Ceph problem

teicee

New Member
Dec 14, 2018
6
0
1
125
Hello,
I've got the following errors on my ceph cluster :
Code:
2018-12-14 17:34:07.109670 osd.3 osd.3 192.168.99.5:6804/663740 39 : cluster [WRN] Monitor daemon marked osd.3 down, but it is still running
2018-12-14 17:34:07.113561 osd.7 osd.7 192.168.99.5:6800/663643 19 : cluster [WRN] Monitor daemon marked osd.7 down, but it is still running
2018-12-14 17:34:07.113811 osd.5 osd.5 192.168.99.5:6802/663691 27 : cluster [WRN] Monitor daemon marked osd.5 down, but it is still running
2018-12-14 17:34:16.225168 osd.6 osd.6 192.168.99.6:6800/10967 9 : cluster [WRN] Monitor daemon marked osd.6 down, but it is still running
2018-12-14 17:34:57.774856 osd.3 osd.3 192.168.99.5:6804/663740 45 : cluster [WRN] Monitor daemon marked osd.3 down, but it is still running

And about two minutes later all the OSDs goes down. Is it a problem of disk performance ?

Thanks
 
And about two minutes later all the OSDs goes down. Is it a problem of disk performance ?
Not much do go on with the above snippet, but it is unlikely that all disks suffer from overloading. Ceph is smart enough to throttle performance.

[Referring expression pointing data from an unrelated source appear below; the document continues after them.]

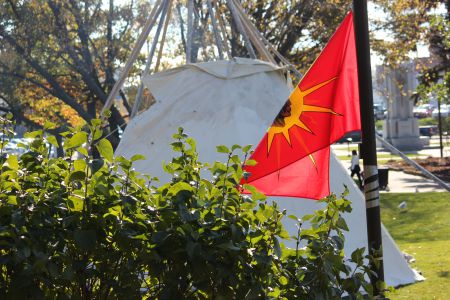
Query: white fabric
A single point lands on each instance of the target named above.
(234, 103)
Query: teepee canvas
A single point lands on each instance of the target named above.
(234, 102)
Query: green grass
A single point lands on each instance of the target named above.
(422, 230)
(386, 156)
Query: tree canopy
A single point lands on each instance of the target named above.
(59, 59)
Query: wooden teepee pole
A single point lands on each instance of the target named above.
(134, 54)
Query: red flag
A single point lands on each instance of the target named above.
(293, 156)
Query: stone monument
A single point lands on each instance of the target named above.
(400, 128)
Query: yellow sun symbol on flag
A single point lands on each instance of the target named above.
(289, 115)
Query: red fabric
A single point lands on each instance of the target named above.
(321, 109)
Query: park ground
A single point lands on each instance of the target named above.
(422, 229)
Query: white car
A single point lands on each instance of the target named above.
(445, 111)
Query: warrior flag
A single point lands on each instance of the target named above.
(293, 156)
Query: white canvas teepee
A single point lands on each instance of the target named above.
(234, 102)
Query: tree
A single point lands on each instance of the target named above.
(66, 50)
(410, 23)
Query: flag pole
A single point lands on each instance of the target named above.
(368, 146)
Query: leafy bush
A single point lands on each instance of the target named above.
(94, 228)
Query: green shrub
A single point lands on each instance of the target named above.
(87, 228)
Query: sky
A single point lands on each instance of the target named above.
(373, 12)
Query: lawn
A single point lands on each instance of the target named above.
(422, 230)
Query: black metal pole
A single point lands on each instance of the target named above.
(368, 146)
(441, 144)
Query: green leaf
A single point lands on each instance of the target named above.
(12, 163)
(12, 200)
(77, 176)
(293, 217)
(251, 162)
(342, 224)
(222, 149)
(283, 280)
(79, 165)
(75, 203)
(105, 149)
(52, 140)
(247, 148)
(83, 151)
(49, 125)
(276, 247)
(76, 140)
(85, 239)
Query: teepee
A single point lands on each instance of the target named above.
(228, 102)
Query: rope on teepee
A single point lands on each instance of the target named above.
(190, 31)
(241, 29)
(163, 39)
(215, 30)
(138, 99)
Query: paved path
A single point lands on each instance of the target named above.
(400, 182)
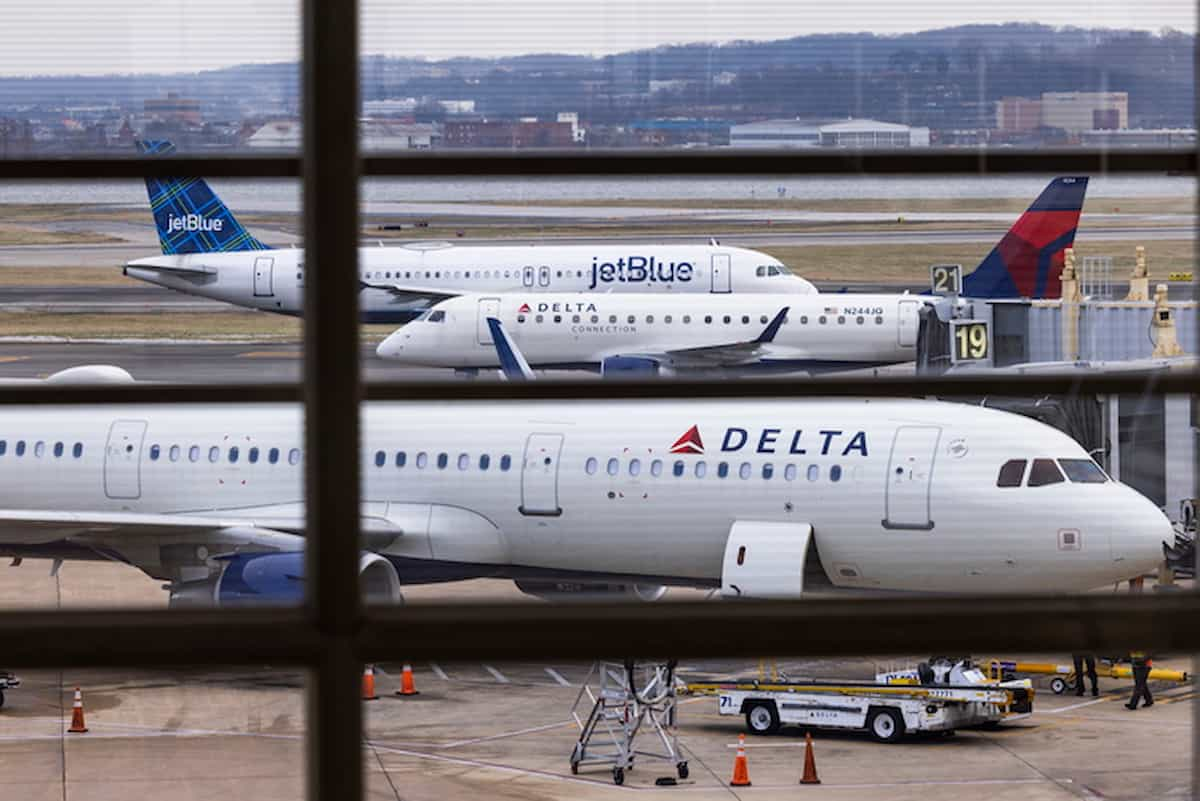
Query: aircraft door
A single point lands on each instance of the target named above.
(123, 458)
(539, 475)
(907, 321)
(721, 272)
(487, 307)
(910, 477)
(264, 276)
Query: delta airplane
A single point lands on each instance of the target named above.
(755, 499)
(207, 252)
(637, 333)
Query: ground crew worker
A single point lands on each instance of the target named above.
(1141, 664)
(1080, 658)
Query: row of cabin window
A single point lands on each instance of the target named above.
(1047, 471)
(745, 470)
(421, 461)
(233, 455)
(59, 450)
(727, 319)
(376, 275)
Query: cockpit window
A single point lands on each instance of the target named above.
(1044, 471)
(1083, 471)
(1011, 474)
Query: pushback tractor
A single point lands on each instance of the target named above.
(934, 697)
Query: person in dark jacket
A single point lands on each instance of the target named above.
(1141, 666)
(1080, 660)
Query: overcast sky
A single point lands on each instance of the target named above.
(123, 36)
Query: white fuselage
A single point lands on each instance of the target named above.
(900, 494)
(393, 277)
(823, 331)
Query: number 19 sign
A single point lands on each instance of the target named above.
(971, 341)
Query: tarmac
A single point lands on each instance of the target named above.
(504, 730)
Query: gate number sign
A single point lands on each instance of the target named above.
(946, 278)
(972, 341)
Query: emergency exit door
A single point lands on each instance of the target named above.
(264, 276)
(123, 458)
(487, 307)
(539, 475)
(721, 271)
(909, 321)
(910, 477)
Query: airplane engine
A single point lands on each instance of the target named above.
(277, 579)
(631, 367)
(562, 591)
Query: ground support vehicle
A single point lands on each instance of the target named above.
(889, 708)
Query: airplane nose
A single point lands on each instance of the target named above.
(391, 347)
(1139, 534)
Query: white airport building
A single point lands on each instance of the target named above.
(852, 133)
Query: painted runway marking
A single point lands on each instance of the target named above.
(504, 735)
(270, 354)
(496, 674)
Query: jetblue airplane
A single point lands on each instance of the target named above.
(755, 499)
(207, 252)
(641, 333)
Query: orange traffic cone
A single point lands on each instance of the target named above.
(810, 763)
(369, 682)
(406, 682)
(741, 770)
(77, 724)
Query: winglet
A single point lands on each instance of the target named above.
(513, 365)
(768, 333)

Please give us more insight into your ceph cluster. And check the ceph logs under /var/log for more details.
 
Hello,
Thanks for your reply. How can i verify overloading on OSDs ?
What information do you need to help us ?
Thanks
 
Hello,
New diagnostic. On my node1, the three OSDs are listening to the following ports :
  • OSD 3 -> 192.168.99.5:6804
  • OSD 5 -> 192.168.99.5:6802
  • OSD 7 -> 192.168.99.5:6800
But on my second node i have the following errors :
Code:
2018-12-17 21:48:49.837091 7f9c4619a700 -1 osd.4 2839 heartbeat_check: no reply from 192.168.99.5:6805 osd.3 ever on either front or back, first ping sent 2018-12-17 21:48:07.325112 (cutoff 2018-12-17 21:48:29.837087)
2018-12-17 21:48:49.837118 7f9c4619a700 -1 osd.4 2839 heartbeat_check: no reply from 192.168.99.5:6803 osd.5 ever on either front or back, first ping sent 2018-12-17 21:48:07.325112 (cutoff 2018-12-17 21:48:29.837087)
2018-12-17 21:48:49.837124 7f9c4619a700 -1 osd.4 2839 heartbeat_check: no reply from 192.168.99.5:6801 osd.7 ever on either front or back, first ping sent 2018-12-17 21:48:07.325112 (cutoff 2018-12-17 21:48:29.837087)

Why the second node try to contact the OSD of the first node on the wrong port ?
 
Problem solved.
Direct link between node 1 and node 2 was down and i haven't checked it.